Filtering data in Encord Active is crucial for various reasons. It enables insights and actionable results on the following key aspects and more:

  1. Identification of patterns, trends, or anomalies within a subset of the data.
  2. Recognition of duplicates, outliers and inconsistencies.
  3. Removal of irrelevant, noisy or erroneous data.
  4. Understand model's behaviour and potential skewness when facing different subsets of the data.
  5. [Encord project only] Update tasks status to prioritize some unannotated images in the labeling stage and send labels to be reviewed/fixed, all along with descriptive comments for the project users (e.g. annotators and reviewers).

You have several options to filter your data in Encord Active:

Standard filter feature

The standard filter feature provides several options to refine your search:

  1. Data points metadata filters: You can filter data based on metadata attributes like Object Class and Annotator. This allows you to focus on specific classes or annotations created by specific annotators.
  2. User-defined tag filters: You can apply filters based on user-defined tags. This enables you to categorize and filter data according to custom tags that you have assigned.
  3. Metric filters: You can utilize metrics, including built-in metrics like Image Diversity and Annotation Duplicates, as well user-defined metrics, to filter data. This helps in selecting data points based on potentially complex properties.

Steps to use the standard filter feature over the project data and labels

  1. Go to the toolbox in the explorer pages and locate the filter feature. toolbox-filter-tab
  2. Choose one or more filters from the available options.
  3. For numerical filters, specify the threshold range. For categorical filters, select the groups of interest. toolbox-filter-by-high-red-values
tip

Using one of the UI components, you have the ability to customize the visualization order of the filtered data based on a specific metric. You can choose whether to display the data in ascending or descending order, according to your preferences.

component-order-by

Embedding plot

The embedding plot in Encord Active is a two-dimensional visualization technique used to represent high-dimensional data in a more interpretable and visually accessible form. By reducing the dimensionality of the data, the embedding plot helps preserve the underlying structure and patterns of the original data.

In the embedding plot, each data point is represented as a single point in the two-dimensional space. The proximity of points in the plot reflects the similarity or shared characteristics of the corresponding high-dimensional data points. Points that are closer together indicate higher similarity, while points that are farther apart suggest greater dissimilarity.

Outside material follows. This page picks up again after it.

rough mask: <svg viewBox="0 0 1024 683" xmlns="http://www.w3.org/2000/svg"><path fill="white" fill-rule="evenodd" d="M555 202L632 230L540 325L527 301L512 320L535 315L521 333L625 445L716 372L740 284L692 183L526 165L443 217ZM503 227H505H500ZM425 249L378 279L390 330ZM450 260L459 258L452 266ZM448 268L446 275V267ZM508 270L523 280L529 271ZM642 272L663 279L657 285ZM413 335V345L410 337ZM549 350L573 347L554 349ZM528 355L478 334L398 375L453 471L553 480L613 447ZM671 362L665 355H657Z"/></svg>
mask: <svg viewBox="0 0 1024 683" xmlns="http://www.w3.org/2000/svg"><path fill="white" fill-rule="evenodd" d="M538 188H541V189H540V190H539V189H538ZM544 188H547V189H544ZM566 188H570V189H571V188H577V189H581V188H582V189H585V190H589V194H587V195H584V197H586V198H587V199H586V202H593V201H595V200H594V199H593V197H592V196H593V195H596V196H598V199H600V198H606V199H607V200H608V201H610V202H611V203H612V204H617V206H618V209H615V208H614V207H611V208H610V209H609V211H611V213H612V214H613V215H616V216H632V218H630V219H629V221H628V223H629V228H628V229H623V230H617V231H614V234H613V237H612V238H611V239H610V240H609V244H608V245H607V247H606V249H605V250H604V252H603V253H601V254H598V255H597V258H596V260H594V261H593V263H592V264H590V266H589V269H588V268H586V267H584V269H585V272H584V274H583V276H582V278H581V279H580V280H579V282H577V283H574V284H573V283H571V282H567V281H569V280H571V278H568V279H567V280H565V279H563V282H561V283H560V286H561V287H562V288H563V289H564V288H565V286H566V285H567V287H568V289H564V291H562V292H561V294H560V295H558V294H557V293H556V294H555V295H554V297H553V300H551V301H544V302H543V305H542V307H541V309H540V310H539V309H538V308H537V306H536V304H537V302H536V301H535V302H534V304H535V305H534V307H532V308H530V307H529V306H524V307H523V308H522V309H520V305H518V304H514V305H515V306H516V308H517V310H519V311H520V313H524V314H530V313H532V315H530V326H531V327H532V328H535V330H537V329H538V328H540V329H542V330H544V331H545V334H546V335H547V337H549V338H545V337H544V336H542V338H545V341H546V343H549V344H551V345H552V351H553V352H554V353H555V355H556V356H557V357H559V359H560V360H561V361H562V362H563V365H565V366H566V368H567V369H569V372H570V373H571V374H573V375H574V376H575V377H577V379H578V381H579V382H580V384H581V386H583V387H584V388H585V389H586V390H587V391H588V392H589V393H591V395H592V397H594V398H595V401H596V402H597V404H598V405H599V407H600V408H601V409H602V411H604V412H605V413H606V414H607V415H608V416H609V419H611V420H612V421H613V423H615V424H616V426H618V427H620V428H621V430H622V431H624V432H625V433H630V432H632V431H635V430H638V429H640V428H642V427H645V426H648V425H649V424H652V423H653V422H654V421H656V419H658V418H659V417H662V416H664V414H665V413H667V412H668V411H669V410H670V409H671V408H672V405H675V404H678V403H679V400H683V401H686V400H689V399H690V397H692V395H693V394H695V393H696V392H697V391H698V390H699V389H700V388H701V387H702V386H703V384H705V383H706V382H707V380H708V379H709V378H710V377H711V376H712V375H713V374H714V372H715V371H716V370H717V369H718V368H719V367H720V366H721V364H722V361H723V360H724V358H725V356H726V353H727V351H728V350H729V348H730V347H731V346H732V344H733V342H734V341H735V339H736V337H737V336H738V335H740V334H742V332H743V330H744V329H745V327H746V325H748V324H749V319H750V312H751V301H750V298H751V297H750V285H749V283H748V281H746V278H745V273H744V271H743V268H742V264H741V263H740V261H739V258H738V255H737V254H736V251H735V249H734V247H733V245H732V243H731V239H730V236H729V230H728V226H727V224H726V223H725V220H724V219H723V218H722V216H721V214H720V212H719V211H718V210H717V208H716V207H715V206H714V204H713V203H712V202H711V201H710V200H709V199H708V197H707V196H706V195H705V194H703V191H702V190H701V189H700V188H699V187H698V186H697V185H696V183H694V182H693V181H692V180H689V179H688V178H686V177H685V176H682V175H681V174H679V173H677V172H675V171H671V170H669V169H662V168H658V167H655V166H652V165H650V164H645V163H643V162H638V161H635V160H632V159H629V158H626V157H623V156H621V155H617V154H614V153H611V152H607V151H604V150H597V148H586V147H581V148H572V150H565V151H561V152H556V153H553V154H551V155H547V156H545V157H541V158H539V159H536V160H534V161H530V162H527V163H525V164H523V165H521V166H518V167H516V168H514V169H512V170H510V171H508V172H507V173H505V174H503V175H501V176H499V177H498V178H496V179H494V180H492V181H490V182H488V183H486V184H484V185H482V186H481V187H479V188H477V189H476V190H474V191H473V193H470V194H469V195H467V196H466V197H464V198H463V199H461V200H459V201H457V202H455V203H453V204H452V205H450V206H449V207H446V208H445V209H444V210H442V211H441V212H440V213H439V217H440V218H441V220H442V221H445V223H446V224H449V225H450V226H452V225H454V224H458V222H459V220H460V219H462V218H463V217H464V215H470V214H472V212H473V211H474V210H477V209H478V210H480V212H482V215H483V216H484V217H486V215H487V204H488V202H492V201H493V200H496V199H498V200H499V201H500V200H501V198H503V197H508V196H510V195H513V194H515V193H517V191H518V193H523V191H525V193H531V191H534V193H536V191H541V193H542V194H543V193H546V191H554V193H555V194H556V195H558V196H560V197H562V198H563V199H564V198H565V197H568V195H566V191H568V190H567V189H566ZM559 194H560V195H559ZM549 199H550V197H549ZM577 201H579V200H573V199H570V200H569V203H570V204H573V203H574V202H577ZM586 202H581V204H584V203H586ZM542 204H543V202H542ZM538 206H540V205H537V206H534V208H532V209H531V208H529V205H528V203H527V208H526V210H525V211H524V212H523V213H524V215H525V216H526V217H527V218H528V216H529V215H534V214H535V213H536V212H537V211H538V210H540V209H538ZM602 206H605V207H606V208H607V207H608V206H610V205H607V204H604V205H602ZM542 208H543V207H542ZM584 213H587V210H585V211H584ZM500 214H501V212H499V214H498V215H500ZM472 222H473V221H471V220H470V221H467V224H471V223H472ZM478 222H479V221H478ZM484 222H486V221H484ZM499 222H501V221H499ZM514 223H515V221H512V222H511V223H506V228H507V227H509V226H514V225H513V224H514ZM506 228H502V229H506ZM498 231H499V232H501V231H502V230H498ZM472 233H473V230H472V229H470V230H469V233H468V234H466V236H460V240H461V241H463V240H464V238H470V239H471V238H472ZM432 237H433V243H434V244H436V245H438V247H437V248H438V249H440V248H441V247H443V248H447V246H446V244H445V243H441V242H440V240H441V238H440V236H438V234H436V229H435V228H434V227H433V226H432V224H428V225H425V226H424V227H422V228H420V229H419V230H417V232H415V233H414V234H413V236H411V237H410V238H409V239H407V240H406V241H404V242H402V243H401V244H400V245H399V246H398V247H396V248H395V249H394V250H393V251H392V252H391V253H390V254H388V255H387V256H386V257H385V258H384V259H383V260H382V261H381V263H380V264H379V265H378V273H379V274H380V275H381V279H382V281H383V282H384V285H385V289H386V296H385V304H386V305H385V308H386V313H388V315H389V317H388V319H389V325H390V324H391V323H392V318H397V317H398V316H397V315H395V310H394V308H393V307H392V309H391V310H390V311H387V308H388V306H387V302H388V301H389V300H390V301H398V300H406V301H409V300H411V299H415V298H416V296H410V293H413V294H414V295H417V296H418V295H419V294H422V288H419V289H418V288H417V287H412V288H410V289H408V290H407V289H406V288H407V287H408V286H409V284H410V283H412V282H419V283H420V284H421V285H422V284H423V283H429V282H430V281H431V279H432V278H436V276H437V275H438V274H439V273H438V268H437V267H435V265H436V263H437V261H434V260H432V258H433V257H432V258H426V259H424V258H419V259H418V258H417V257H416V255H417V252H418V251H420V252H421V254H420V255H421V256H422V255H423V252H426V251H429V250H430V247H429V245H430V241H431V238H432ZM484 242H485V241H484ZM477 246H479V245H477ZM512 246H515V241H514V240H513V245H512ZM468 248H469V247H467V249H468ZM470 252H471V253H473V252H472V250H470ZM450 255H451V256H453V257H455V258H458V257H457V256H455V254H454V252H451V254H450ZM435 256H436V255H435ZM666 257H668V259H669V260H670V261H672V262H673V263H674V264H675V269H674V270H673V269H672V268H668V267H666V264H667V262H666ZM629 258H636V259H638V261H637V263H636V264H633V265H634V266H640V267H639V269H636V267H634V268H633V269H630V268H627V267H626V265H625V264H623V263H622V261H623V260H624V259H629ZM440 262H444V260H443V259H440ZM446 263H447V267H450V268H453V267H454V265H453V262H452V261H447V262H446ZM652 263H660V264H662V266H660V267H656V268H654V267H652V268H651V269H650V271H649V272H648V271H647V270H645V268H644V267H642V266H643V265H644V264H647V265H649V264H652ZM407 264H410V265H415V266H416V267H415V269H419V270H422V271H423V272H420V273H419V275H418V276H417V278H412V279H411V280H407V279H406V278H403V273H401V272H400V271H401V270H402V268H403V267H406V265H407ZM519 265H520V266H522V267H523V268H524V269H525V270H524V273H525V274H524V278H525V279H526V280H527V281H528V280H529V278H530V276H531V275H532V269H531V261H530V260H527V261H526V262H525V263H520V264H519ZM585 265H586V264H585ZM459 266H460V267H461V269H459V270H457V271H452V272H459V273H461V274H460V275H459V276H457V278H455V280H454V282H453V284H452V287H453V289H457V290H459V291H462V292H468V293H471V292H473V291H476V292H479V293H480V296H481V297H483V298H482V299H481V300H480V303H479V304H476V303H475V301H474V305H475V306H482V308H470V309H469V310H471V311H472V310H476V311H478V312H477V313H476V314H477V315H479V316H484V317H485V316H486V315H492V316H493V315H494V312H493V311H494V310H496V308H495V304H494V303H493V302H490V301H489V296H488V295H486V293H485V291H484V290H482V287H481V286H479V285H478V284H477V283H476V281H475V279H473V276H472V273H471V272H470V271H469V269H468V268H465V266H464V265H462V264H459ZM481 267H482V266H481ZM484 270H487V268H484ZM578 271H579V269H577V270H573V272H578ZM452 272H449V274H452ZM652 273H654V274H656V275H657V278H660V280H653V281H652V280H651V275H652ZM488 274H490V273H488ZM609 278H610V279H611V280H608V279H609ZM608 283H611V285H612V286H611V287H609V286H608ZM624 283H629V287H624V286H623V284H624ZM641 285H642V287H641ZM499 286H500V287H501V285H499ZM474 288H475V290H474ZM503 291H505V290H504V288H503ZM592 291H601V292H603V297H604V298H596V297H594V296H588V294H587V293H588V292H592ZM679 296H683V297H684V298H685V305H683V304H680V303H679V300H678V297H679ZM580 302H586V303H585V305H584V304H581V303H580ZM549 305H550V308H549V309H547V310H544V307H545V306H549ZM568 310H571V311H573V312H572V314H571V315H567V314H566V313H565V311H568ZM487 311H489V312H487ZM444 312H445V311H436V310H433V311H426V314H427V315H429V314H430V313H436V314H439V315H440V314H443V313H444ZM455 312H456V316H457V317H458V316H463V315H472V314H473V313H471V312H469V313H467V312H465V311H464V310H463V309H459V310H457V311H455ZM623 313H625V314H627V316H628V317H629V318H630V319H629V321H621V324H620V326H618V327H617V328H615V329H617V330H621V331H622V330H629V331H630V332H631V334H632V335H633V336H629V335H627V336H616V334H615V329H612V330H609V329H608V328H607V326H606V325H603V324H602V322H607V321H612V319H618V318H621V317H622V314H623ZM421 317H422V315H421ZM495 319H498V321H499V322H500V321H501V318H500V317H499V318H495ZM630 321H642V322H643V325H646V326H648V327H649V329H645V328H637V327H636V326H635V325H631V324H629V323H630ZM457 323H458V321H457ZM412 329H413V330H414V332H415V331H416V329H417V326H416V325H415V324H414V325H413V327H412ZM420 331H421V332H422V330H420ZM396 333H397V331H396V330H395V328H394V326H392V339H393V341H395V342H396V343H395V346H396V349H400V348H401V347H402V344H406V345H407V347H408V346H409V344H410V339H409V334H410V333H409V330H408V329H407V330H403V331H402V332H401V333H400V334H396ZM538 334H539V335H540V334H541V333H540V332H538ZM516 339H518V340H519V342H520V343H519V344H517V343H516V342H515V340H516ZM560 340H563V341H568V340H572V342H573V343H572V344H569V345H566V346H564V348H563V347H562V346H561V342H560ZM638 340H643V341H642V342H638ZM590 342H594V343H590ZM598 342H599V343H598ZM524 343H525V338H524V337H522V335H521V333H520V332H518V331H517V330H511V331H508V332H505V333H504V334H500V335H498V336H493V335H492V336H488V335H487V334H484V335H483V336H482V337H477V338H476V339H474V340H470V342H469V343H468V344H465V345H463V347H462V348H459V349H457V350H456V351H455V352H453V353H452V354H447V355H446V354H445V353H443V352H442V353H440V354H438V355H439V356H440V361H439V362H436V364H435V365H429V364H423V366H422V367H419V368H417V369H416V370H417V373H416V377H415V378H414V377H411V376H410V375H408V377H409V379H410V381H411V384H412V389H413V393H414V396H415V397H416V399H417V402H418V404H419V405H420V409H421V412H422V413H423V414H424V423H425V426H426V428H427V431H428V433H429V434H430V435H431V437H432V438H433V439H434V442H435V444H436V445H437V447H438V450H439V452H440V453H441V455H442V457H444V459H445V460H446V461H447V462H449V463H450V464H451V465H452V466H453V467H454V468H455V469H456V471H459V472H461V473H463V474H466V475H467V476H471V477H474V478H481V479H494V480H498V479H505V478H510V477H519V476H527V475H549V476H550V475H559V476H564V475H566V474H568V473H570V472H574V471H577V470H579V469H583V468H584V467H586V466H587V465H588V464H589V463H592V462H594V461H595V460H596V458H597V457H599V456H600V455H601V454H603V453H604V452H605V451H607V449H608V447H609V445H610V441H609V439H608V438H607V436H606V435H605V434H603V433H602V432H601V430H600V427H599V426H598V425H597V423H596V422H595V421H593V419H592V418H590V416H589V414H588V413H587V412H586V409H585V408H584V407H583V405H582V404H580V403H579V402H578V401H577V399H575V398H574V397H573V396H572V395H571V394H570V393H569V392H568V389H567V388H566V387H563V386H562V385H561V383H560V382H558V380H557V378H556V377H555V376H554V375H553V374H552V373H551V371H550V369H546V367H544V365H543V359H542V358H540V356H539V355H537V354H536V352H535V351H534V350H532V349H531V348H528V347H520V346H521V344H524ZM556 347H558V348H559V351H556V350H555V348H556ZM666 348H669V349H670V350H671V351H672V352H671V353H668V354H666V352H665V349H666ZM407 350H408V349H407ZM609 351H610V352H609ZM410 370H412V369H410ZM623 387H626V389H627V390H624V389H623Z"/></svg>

In the embedding plot of Encord Active, you have the ability to select points within a specific rectangular area. This feature allows you to focus on a particular subset of data points and analyze their characteristics or patterns.

By defining a rectangular area on the plot, you can quickly isolate and examine the data points that fall within that region. This selection can be based on specific criteria or visual observations. Once the points are selected, you can further explore their attributes or perform additional analysis on the chosen subset.

This functionality enhances your ability to interact with the data, enabling you to zoom in on specific regions of interest and gain deeper insights into the underlying patterns and relationships within the selected area. It provides a flexible and intuitive way to analyze and understand the data points within the dataset in a more targeted manner.

embedding-plot-example.png

tip

In addition to selecting points within a rectangular area, the embedding plot in the Label Quality explorer offers the functionality to filter data points based on the label classes.

The natural language search textbox feature enables users to enter descriptive queries in everyday language, such as "images that contain baseball items". The system intelligently processes the query and retrieves images that match the description. This feature simplifies and greatly enhances the search experience within Encord Active, allowing users to find relevant images without the need for specific keywords or complex search parameters. natural-language-search-example

note

The natural language search textbox is exclusively available in the hosted version of Encord Active.